I recently asked for some advice from fellow blogger Sophia Hsiao, whose gorgeous nature photography has me longing to visit Taiwan. In response to my inquiry about Taiwanese cities to visit, Sophia recommended a few and added “Each city has its streets”. Sophia then listed the best streets in her recommended cities.
As a smart traveler, Sophia knows you can’t just show up in a town—you’ve got to know where to go once you get there. Every large city seems to have that one predictable street, the street with the H&M, The Body Shop, Sephora and the usual fast food chains. Trust me—without a plan you’ll find yourself aimlessly wandering this street, wondering why you bothered with an expensive plane ticket only to walk by yet another Subway and Zara.
Chicago has many boring streets: I often think the 11th plague has descended on the city in the form of Starbucks and Dunkin’ Donuts. Don’t let that keep you away though, because Chicago also has vibrant, unique and delicious streets. My happy street is Argyle Street. Here’s how it can be your happy street too:
Take the Red Line train North and get off at the Argyle station. Step out onto Argyle street and start walking three blocks East from Broadway to Sheridan. The aroma of roast duck will pull you forward, past the junkies bumming train passes, past stencil-eyebrowed Vietnamese ladies in bedazzled polyester pant suits and plastic-stacked high heels, past 20 something Asian hipsters with excessive hair gel.
Spend some time with all the murals, like this one telling the history of immigrants on Argyle Street (apparently a horse with a freakishly large head one made his way here too).
Every mural painter should have a bubble butt…
Many residents of Argyle Street are Vietnamese-American.
Browse a Vietnamese grocery and wonder what they do with all those dried fish.
Argyle Street is sometimes known as New Chinatown.
I lived just around the corner from Argyle Street for a couple of years and never stopped giggling at the business names during my daily walk to the train station. (Sadly, Hung Low Restaurant is now closed).
Admire the elegant terracotta buildings that line Argyle Street.
Panhandlers in front of Foremost Liquors will ask for exactly the amount change they need to buy their next 40 ounce beer. Come on, can’t you help out with 46 cents?
Now, once you reach the corner of Argyle and Sheridan hang a sharp right because it’s time for some entertainment with Argyle Street’s own Mr. Entertainment.
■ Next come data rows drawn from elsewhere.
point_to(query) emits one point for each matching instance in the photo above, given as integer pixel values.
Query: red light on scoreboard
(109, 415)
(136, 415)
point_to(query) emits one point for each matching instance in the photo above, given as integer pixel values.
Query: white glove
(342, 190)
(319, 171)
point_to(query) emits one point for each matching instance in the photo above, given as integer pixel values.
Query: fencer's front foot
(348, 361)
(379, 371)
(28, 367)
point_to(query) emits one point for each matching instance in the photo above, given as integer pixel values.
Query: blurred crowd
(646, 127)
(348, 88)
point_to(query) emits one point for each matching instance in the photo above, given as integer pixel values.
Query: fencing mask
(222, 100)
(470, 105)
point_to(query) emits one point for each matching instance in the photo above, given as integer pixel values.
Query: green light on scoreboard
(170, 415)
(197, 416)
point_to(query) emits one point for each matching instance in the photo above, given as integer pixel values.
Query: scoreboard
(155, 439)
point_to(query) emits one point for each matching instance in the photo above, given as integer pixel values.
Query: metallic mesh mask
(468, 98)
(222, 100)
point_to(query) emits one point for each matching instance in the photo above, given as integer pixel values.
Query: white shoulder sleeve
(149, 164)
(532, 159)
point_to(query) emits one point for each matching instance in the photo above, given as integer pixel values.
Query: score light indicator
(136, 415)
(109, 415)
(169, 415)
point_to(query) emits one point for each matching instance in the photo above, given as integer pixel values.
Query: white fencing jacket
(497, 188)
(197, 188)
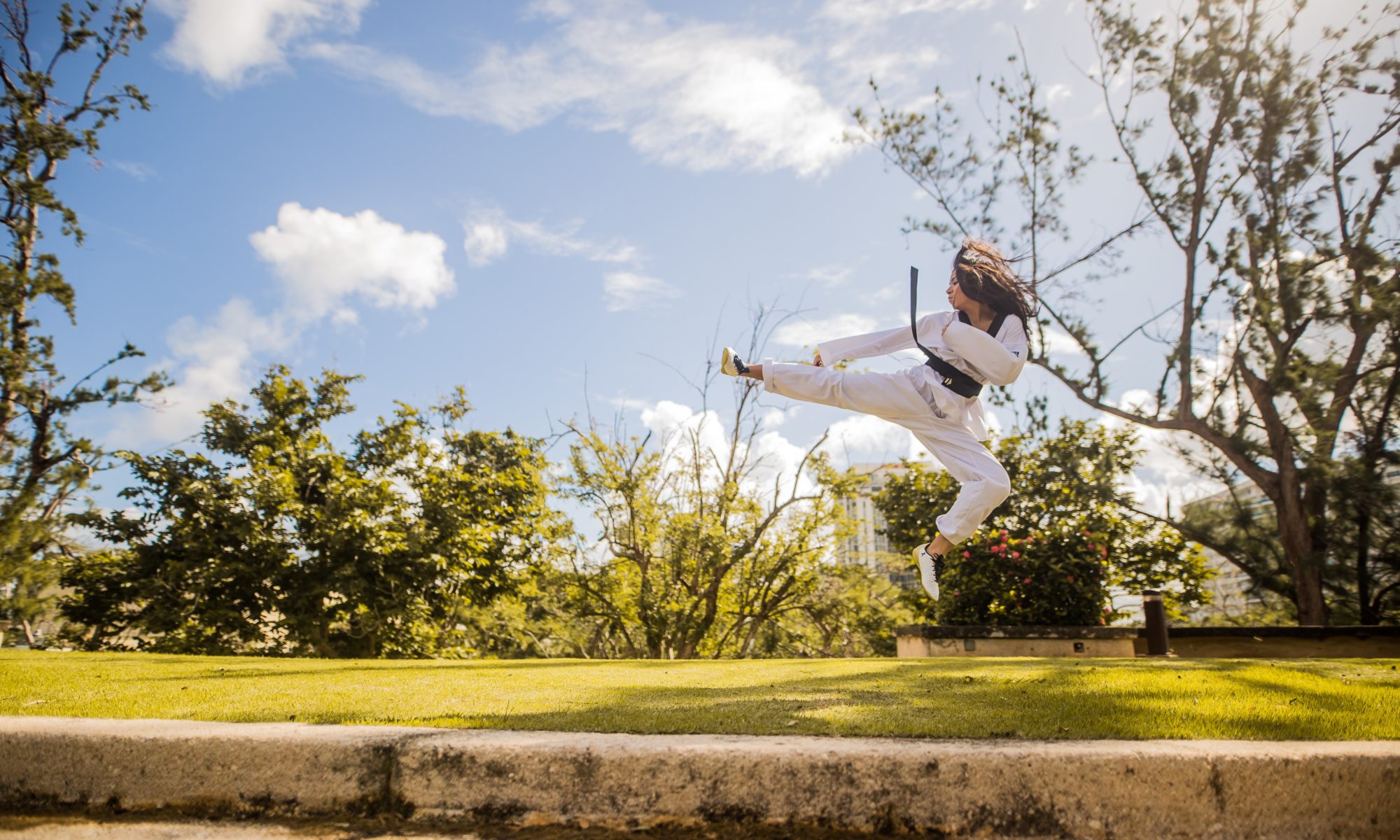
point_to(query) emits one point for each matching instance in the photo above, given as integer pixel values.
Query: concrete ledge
(1282, 643)
(1101, 789)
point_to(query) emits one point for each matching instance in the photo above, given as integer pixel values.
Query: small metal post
(1154, 612)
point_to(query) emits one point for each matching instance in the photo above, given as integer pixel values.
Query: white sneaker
(929, 569)
(732, 365)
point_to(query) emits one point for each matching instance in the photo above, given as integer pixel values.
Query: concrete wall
(1279, 648)
(1280, 643)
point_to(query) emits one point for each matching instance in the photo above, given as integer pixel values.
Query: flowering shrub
(1045, 579)
(1051, 554)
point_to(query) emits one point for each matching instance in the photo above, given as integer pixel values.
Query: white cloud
(870, 440)
(233, 41)
(491, 233)
(873, 13)
(808, 334)
(1060, 344)
(625, 290)
(327, 264)
(326, 258)
(135, 169)
(486, 241)
(830, 275)
(214, 362)
(696, 96)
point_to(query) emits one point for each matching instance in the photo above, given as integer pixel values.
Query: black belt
(955, 380)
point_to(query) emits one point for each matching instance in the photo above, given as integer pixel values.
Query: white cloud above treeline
(327, 261)
(691, 94)
(230, 43)
(328, 264)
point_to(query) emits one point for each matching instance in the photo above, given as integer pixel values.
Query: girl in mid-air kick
(982, 341)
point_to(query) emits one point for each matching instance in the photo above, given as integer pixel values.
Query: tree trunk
(1364, 612)
(1298, 548)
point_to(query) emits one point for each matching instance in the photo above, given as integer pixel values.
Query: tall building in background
(1230, 590)
(870, 547)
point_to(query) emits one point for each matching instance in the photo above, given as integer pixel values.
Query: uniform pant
(892, 397)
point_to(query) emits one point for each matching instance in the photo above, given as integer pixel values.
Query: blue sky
(552, 204)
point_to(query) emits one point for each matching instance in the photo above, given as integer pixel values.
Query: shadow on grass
(967, 701)
(975, 698)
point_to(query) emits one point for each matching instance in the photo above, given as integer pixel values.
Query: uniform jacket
(988, 359)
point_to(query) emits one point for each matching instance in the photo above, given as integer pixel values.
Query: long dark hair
(986, 276)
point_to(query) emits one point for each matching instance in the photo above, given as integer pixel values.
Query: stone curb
(1077, 789)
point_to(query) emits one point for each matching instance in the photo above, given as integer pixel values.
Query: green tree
(1051, 554)
(278, 541)
(1268, 169)
(852, 612)
(43, 467)
(704, 544)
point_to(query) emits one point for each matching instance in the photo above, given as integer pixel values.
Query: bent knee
(999, 488)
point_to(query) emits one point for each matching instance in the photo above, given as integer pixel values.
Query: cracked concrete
(1097, 789)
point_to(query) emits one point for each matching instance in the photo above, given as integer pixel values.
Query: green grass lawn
(954, 698)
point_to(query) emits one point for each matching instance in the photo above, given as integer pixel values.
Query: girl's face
(955, 295)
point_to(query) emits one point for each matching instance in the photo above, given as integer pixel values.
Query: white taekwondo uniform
(948, 425)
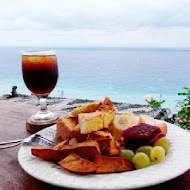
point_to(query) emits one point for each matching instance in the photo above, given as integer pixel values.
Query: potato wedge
(112, 149)
(87, 149)
(107, 164)
(88, 108)
(76, 164)
(48, 154)
(102, 137)
(60, 145)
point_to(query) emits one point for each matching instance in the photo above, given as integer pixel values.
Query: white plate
(175, 163)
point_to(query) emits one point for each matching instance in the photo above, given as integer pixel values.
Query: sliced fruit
(141, 160)
(146, 119)
(120, 123)
(164, 143)
(157, 154)
(146, 149)
(127, 154)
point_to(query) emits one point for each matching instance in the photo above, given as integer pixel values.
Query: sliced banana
(120, 123)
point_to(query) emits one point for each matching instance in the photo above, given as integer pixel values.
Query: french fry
(107, 164)
(76, 164)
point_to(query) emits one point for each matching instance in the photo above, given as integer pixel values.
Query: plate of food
(98, 149)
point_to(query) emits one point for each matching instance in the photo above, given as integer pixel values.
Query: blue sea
(123, 74)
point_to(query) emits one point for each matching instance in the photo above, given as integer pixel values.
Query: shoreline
(68, 104)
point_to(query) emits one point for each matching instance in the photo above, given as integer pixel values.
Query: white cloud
(95, 23)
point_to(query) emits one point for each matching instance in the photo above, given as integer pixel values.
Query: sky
(95, 23)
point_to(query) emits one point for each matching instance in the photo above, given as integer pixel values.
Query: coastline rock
(68, 104)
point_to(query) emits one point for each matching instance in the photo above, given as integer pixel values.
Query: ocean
(123, 74)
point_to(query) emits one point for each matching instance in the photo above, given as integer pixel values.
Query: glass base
(44, 117)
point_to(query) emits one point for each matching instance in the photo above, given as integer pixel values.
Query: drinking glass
(40, 74)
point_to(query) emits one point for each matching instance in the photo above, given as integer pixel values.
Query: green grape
(146, 149)
(157, 154)
(164, 143)
(127, 154)
(141, 160)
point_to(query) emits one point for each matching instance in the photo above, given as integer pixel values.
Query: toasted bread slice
(88, 108)
(107, 164)
(76, 164)
(99, 119)
(76, 134)
(65, 126)
(95, 121)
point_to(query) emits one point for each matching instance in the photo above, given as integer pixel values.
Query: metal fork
(34, 140)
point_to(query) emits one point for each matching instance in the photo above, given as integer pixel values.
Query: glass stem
(43, 105)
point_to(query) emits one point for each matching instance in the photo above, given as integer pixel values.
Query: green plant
(183, 115)
(155, 103)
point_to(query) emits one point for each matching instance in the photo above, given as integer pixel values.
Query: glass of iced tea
(40, 74)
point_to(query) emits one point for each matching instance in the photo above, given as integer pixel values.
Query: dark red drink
(40, 73)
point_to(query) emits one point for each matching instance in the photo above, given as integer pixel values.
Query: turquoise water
(123, 74)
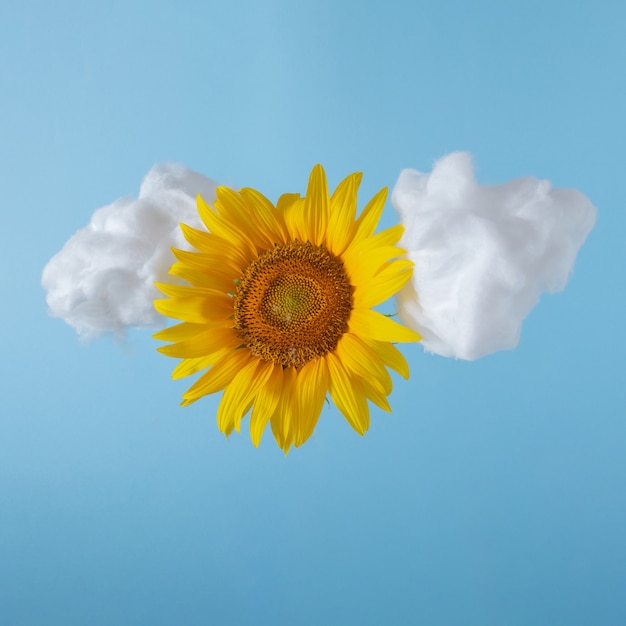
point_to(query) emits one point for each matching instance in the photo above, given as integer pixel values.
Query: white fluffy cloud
(483, 254)
(103, 278)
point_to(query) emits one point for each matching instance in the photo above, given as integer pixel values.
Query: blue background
(493, 494)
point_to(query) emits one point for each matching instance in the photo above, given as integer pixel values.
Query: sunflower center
(293, 304)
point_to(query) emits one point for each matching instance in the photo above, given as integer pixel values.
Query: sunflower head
(278, 308)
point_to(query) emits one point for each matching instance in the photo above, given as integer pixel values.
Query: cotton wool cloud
(483, 254)
(103, 278)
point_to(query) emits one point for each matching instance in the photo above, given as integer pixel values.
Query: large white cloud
(483, 254)
(103, 278)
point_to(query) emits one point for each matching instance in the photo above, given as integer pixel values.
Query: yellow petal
(239, 395)
(281, 419)
(213, 245)
(341, 224)
(266, 402)
(187, 367)
(373, 325)
(385, 284)
(216, 224)
(202, 344)
(218, 282)
(179, 332)
(363, 266)
(312, 385)
(270, 220)
(316, 209)
(370, 216)
(198, 310)
(221, 374)
(389, 355)
(361, 361)
(353, 405)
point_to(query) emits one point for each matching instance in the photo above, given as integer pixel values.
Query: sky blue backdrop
(493, 494)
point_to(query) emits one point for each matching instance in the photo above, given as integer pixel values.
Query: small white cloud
(103, 278)
(483, 254)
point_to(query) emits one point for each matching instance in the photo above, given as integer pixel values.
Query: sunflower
(278, 307)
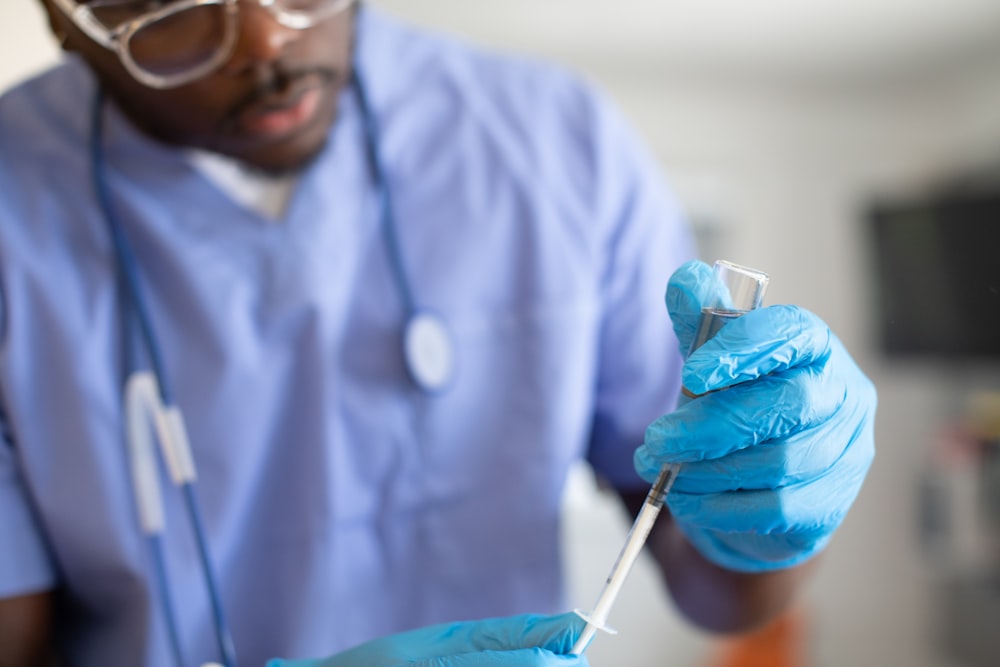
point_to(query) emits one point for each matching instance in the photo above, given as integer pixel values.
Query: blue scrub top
(341, 503)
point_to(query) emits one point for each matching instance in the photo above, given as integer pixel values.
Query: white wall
(778, 168)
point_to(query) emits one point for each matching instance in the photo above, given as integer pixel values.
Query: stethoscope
(152, 416)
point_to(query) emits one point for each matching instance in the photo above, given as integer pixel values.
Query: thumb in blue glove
(771, 465)
(517, 641)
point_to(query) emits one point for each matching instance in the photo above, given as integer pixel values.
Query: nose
(261, 39)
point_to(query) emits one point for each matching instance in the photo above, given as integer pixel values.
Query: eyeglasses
(168, 43)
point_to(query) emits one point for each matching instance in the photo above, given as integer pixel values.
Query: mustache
(276, 81)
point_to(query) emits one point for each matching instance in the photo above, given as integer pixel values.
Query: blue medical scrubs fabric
(341, 502)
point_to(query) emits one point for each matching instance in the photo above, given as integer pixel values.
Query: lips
(280, 115)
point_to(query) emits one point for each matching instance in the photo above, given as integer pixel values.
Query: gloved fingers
(528, 657)
(761, 342)
(742, 552)
(556, 634)
(715, 425)
(552, 636)
(692, 287)
(770, 465)
(816, 506)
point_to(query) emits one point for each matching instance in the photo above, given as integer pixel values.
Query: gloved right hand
(518, 641)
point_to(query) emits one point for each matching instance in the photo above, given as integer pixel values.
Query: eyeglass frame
(117, 39)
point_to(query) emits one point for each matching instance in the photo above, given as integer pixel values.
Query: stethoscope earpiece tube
(148, 400)
(428, 345)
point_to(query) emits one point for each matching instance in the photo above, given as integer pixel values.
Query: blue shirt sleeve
(25, 566)
(639, 361)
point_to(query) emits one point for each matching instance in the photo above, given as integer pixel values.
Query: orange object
(780, 643)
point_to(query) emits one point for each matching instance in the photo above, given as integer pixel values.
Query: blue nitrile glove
(529, 641)
(772, 464)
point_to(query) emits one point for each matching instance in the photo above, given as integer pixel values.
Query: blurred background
(851, 149)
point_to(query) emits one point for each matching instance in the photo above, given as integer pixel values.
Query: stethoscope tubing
(137, 312)
(132, 285)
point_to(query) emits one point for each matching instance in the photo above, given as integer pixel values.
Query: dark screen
(937, 277)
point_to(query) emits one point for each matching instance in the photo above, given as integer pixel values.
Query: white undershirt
(266, 195)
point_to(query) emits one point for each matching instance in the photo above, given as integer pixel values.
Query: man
(398, 287)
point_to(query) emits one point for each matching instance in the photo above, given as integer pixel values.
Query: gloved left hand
(518, 641)
(771, 464)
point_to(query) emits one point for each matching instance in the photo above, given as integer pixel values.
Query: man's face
(270, 105)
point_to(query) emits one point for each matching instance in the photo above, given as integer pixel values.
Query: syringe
(737, 290)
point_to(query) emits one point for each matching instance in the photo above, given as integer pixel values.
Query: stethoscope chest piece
(429, 351)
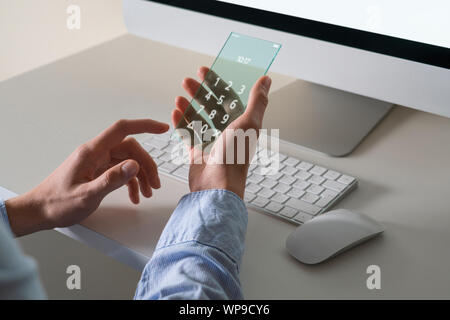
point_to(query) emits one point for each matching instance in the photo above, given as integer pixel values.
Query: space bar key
(303, 206)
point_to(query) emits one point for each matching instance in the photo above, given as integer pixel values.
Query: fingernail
(129, 169)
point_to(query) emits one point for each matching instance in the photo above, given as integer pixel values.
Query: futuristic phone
(223, 95)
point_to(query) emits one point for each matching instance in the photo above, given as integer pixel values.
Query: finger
(113, 135)
(182, 104)
(202, 72)
(177, 118)
(113, 179)
(217, 84)
(133, 190)
(258, 100)
(148, 175)
(192, 87)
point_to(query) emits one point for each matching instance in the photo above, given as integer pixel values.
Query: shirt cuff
(216, 218)
(3, 214)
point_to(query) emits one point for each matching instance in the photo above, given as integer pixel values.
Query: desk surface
(403, 168)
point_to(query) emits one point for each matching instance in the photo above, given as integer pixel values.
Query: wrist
(26, 215)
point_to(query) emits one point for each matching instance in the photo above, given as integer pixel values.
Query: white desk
(403, 168)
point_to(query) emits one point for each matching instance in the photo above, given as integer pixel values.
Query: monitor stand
(327, 120)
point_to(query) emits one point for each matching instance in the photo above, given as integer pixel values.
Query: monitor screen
(414, 30)
(422, 21)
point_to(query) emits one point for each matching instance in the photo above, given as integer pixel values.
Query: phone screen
(223, 95)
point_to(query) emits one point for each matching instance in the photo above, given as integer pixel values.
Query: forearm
(26, 215)
(200, 251)
(18, 273)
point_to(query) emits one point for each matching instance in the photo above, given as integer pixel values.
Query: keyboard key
(316, 179)
(273, 206)
(260, 202)
(318, 170)
(155, 153)
(249, 196)
(288, 212)
(254, 188)
(346, 179)
(324, 201)
(305, 166)
(289, 170)
(329, 193)
(296, 193)
(331, 175)
(158, 161)
(266, 193)
(333, 185)
(282, 188)
(166, 157)
(255, 178)
(303, 206)
(315, 189)
(280, 198)
(303, 175)
(182, 173)
(275, 176)
(286, 179)
(303, 217)
(159, 144)
(269, 183)
(302, 185)
(310, 198)
(167, 167)
(291, 161)
(147, 147)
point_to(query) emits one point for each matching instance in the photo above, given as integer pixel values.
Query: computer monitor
(354, 58)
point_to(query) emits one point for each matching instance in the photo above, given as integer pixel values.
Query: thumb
(258, 99)
(114, 178)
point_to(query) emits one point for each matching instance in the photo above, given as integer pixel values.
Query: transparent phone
(223, 95)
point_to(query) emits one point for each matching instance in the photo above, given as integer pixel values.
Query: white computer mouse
(330, 234)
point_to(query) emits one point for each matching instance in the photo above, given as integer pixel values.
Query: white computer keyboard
(298, 192)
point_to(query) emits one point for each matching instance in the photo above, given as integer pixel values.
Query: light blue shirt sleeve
(199, 252)
(18, 273)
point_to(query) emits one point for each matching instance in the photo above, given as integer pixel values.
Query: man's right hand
(230, 177)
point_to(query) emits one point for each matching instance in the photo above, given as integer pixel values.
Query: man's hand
(75, 189)
(225, 176)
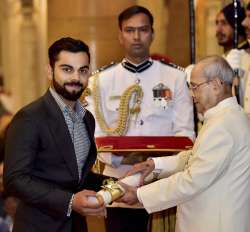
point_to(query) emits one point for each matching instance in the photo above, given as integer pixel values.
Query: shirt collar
(79, 109)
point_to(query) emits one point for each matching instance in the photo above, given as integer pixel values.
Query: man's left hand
(130, 196)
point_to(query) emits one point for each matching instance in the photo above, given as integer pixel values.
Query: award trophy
(112, 190)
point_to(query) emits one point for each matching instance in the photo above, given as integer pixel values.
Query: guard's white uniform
(176, 119)
(211, 184)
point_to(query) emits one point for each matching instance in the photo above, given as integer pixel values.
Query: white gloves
(234, 60)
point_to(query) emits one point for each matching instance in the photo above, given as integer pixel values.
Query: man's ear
(49, 72)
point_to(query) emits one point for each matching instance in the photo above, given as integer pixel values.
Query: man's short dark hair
(133, 10)
(66, 44)
(248, 6)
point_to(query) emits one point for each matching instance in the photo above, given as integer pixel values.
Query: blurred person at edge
(155, 116)
(238, 57)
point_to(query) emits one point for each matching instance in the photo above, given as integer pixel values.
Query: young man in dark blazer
(50, 149)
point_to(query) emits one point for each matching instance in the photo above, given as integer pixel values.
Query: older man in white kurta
(210, 184)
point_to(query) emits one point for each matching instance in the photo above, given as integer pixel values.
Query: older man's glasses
(193, 87)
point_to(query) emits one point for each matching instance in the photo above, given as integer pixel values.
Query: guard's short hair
(66, 44)
(133, 10)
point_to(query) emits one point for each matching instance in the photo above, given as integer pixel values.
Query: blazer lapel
(61, 135)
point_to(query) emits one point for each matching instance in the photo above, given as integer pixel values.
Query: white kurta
(245, 82)
(175, 120)
(210, 184)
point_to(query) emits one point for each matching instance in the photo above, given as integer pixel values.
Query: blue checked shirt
(77, 129)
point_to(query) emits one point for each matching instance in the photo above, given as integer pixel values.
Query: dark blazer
(41, 168)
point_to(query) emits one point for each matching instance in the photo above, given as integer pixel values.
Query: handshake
(123, 190)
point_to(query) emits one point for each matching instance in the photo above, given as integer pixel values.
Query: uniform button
(141, 122)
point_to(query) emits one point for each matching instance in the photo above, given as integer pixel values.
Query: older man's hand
(145, 168)
(130, 195)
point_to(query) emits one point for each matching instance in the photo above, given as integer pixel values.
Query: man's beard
(71, 96)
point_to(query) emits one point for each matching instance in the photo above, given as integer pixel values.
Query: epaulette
(173, 65)
(103, 68)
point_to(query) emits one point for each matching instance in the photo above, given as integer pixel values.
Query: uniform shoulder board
(104, 68)
(173, 65)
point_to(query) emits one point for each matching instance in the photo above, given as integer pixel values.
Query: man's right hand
(82, 205)
(145, 168)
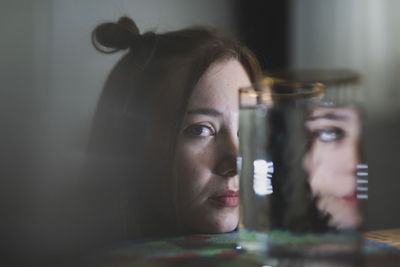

Mr. Entertainment has delivered song sensations to swooning Argyle Street fans since 1987. Living in an SRO on the corner where he sings, Mr. Entertainment can sometimes be glimpsed through a second floor window eating his lunch while simultaneously crooning into his foil covered microphone. People, that’s what I call dedication.
Now that you’ve worked up an appetite, pull yourself away from the musical stylings of Mr. Entertainment and walk one block North to the corner of Sheridan and Winona. This area is heavily Pakistani-American, and when I lived on this block I was constantly hungry from the smell of fried spices. Shan Grocery is the place to scarf down a Pakora Curry while watching World Wide Wrestling with guys in shalwar kameez .
Or perhaps you would enjoy a steaming bowl of phở—if so, return to Argyle Street, walking West, and take your pick of phở shops.
Me? I usually head straight to Ba Le at the intersection of Argyle and Sheridan for a Bahn Mi sandwich and an undefinably weird tapioca desert. Their prices are cheap and the Bahn Mi are crumbling stacks of tangy yumminess.
Carnivores should cross the street to Sun Wah. You know that roasting duck ambrosia that infuses Argyle Street?— it’s coming from here. You and your three most chow-houndy friends can order a Peking duck dinner and waddle out onto Argyle Street feeling greasy and pleased with yourselves.
If you still have room for desert, your last stop is Chiu Quon Bakery, right across from the train stop. While this bakery sells an impressive variety of treats, HOB and I always order what we affectionately call “The Ass Cake of Chinatown”. Sorry, I don’t know the real name—just point at what looks the most like angel’s ass and savor it while you wait for the return train at the Argyle Street station.
So there you have it—no chain stores, cheap and tasty food, original street art and free entertainment, all for the price of a train ride. You’re welcome (and you owe me a Bahn Mi).